The Rise of Grocery E-Commerce: Pre-pandemic, growth across the online grocery shopping segment was slow, to say the least. The biggest reasons for low usage included questions around product quality, unreliable delivery services and challenging customer experiences, among other issues.

The pandemic and related social distancing practices helped remove these barriers, and volume spiked to unprecedented levels. Pre-pandemic, grocery e-commerce accounted for between 2% and 3% of volume, according to New York-based eMarketer’s report “Grocery E-Commerce 2019: Online Food and Beverage Sales Reach Inflection Point.” Grocery e-commerce in the U.S. was finally reaching a plateau in May 2020 after seeing double-digit growth for much of the first quarter, according to Nielsen.

However, the question still remains: How much of this segment’s new e-commerce growth will stick in the new normal?  While it remains to be seen—and volume levels may not sustain these levels—it’s fair to say volume is not going back down to 3%.

Food retailers have adapted to meeting the new in-store and online demand without having to worry about loyalty programs and offering far fewer (if any) promotions. Shopper-centric tactics such as these will return as the economy recovers and competition picks up.

Assortment Rationalization: The pandemic has changed in-store assortments dramatically. This experience has helped retailers better understand what items matter most to the shopper in times of crisis and perhaps more importantly, what products consumers won’t buy when facing out-of-stocks.

Post-pandemic, essential retailers will most likely not have consumers demanding large varieties of wipes, sanitizer and toilet paper, among other cleaning staples, as long as there is some product in stock. Conversely, retailers that have been temporarily closed will face a completely different level of customer demand. Customers will quickly expect the availability of merchandise needed for their new life—and this could be influenced by drastically altered financial circumstances.

Again, grocers, drugstores and mass merchants have been given a pass on out-of-stocks during the shelter-in-place orders. This will not be accepted when the economy recovers and there will be shopper expectations of complete pantry and fresh assortments curated for the demographics of the store’s traffic within months.

These trends will help shape retail’s new normal landscape, and retailers across both camps need to be ready. To remain a relevant player in this new marketplace, retailers will need a new level of operational agility, one that is supported by leveraging data and analytics.
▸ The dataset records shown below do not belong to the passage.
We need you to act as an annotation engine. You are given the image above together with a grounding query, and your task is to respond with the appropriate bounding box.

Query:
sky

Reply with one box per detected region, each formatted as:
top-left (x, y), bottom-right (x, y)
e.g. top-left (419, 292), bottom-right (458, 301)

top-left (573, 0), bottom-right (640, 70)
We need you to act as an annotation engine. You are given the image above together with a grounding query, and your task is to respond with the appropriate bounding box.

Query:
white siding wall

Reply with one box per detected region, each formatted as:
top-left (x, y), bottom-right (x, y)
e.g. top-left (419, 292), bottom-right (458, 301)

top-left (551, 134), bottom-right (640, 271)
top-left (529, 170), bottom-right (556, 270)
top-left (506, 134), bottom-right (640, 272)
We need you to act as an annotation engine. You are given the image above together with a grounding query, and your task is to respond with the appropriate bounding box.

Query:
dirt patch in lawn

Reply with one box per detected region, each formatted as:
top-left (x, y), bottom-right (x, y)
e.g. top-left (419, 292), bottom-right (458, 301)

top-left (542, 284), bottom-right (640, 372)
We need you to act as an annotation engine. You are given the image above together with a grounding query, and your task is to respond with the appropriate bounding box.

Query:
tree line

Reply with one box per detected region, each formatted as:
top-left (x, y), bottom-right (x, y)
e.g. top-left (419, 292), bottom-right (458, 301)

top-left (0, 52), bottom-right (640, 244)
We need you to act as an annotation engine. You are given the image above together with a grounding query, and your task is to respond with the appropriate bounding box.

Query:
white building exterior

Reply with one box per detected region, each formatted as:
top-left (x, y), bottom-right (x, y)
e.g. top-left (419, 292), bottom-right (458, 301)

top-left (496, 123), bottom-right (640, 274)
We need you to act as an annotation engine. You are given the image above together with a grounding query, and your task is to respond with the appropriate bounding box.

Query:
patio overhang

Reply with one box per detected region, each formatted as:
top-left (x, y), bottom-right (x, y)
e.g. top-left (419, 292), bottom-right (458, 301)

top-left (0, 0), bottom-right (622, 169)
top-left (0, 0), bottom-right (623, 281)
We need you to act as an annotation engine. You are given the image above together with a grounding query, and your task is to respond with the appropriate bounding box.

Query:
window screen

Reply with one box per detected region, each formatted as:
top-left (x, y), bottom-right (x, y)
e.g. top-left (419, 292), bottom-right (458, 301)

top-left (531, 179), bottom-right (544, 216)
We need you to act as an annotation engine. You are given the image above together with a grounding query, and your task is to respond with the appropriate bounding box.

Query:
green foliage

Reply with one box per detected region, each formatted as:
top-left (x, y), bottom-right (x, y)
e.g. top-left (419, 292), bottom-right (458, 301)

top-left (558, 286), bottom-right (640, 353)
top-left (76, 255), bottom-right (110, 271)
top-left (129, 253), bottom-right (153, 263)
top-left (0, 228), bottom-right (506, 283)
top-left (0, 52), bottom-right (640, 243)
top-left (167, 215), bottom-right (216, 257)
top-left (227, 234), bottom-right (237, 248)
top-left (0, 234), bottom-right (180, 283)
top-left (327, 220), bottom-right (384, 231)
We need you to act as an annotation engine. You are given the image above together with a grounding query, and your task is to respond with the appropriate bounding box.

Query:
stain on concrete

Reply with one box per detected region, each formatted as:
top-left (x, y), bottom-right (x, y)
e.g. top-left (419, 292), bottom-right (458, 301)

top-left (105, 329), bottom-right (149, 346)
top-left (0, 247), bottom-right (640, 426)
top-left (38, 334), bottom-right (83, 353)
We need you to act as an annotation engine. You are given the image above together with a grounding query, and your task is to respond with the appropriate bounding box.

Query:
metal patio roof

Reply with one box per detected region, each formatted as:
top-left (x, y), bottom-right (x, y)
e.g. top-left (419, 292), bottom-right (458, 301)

Right now there is an opportunity for retailers to collect more data—a move that will help them prepare for the emerging new normal.

For example, having real-time access to product substitution as a result of reduced assortment or stock-outs, brand replacement, base pricing and promotional information now will enable retailers to better analyze their business. And this will benefit the shopper directly, which is critically important.

Now is the time for retailers to develop an analytics dashboard that can quickly and accurately determine customer demand and shopping behavior. As the world is reopening in a staged manner, the opportunity is to glean insights from early opening markets and stores internationally and domestically, so they can make better decisions on what shopping looks like in the new normal and how to meet customers changing needs. This is an extraordinary time that calls on using artificial intelligence and machine learning to detect the changes in buying, selling and marketing processes, which will be paramount in revealing opportunities—and risks—across the retailing process.

Retailing is slowly returning from the brief but widely impactful break caused by the crisis—but it is certain that it will be a long and unpredictable road to recovery, and it will not be a return to the way it was before. There will be continuous change over the coming months, if not years. To successfully compete in this new environment, we all need to be agile and focus on the customer more than ever before.

Brian Ross is president of Precima, a Nielsen company. Precima is a global retail strategy and analytics company.